Adults ages 18 to 34 comprise more than half of the nation's uninsured. Under the various plans before Congress, they would be required to get health insurance or face penalties if they refuse.

While young adults supported Obama in huge numbers during last year's election, they have been relatively quiet about his quest for health reform despite the stakes involved. Noisy town hall meetings last month drew older crowds. Polls show that young adults are ambivalent about the need for reform and are generally paying less attention than their parents and grandparents. It is unclear whether Obama's address swayed many of them.

"Many folks in their 20s are pretty apathetic about health care in general, because they think, 'I'm not going to get sick,' " said Matthew Celentano, deputy director of the nonprofit Maryland Health Care for All.

That's dangerous, he said, because more than half of bankruptcies are health care- related. "You have a 23-year-old who gets in a car crash and is suddenly looking at $500,000 in medical bills. It happens all the time, but they don't think in those terms. They're really a forgotten sector."

The disconnect worried Jovany Andrade enough that he helped organize a health care forum at the University of Maryland, Baltimore last week.
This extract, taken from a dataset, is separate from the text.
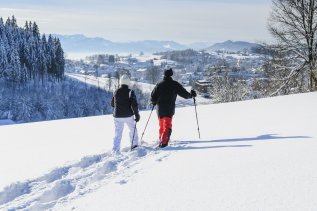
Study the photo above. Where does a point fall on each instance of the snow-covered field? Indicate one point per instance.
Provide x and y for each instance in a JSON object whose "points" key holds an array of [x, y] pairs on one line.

The 30-year-old pharmacy and public health student recalled his own indifference to health issues during his undergraduate years.

"I think we're going to look back in 10 years and realize this was a historic time," he said.

Insurance companies are hungry to sign up invincibles: Premiums of young people who don't need much care mean money that can be spent on those who do.

While some analysts say mandated insurance would place financial burdens on the young and healthy, others say they would be helped by proposals to subsidize those with lower incomes and to allow them to be covered longer under their parents' health plans.

Stokes, for one, would not be upset if Obama's plan mandated that he buy health insurance. He knows he needs to grow up a bit and take responsibility for himself - and being insured would be a step in that direction.

"I've known that's something I need to take seriously, so I'm glad he's enforcing it," Stokes said. "I wouldn't mind."

However, many young adults say they have gone uninsured or minimally insured out of necessity, not choice. Many entry-level jobs do not offer insurance, and private plans are expensive. Presented with a choice between crippling their budgets and betting that they will remain healthy, young adults reluctantly go without insurance.

More than one in four adults between ages 18 and 34 were without health insurance in 2008, according to a census report released Thursday. They account for 55.1 percent of uninsured Americans, and the percentage is growing, up from 53.8 percent a year earlier.

When Chaundra Scott graduated from college, her mother's insurance dropped her and she could not afford COBRA coverage. The Hanover native found a social work job, but it offered no health benefits. So for three years, she went uninsured.

Scott suffers from asthma and eczema and said that while uninsured, she had to go to the emergency room four or five times a year for treatment.

"The debt piled up from me not paying my bills," she said.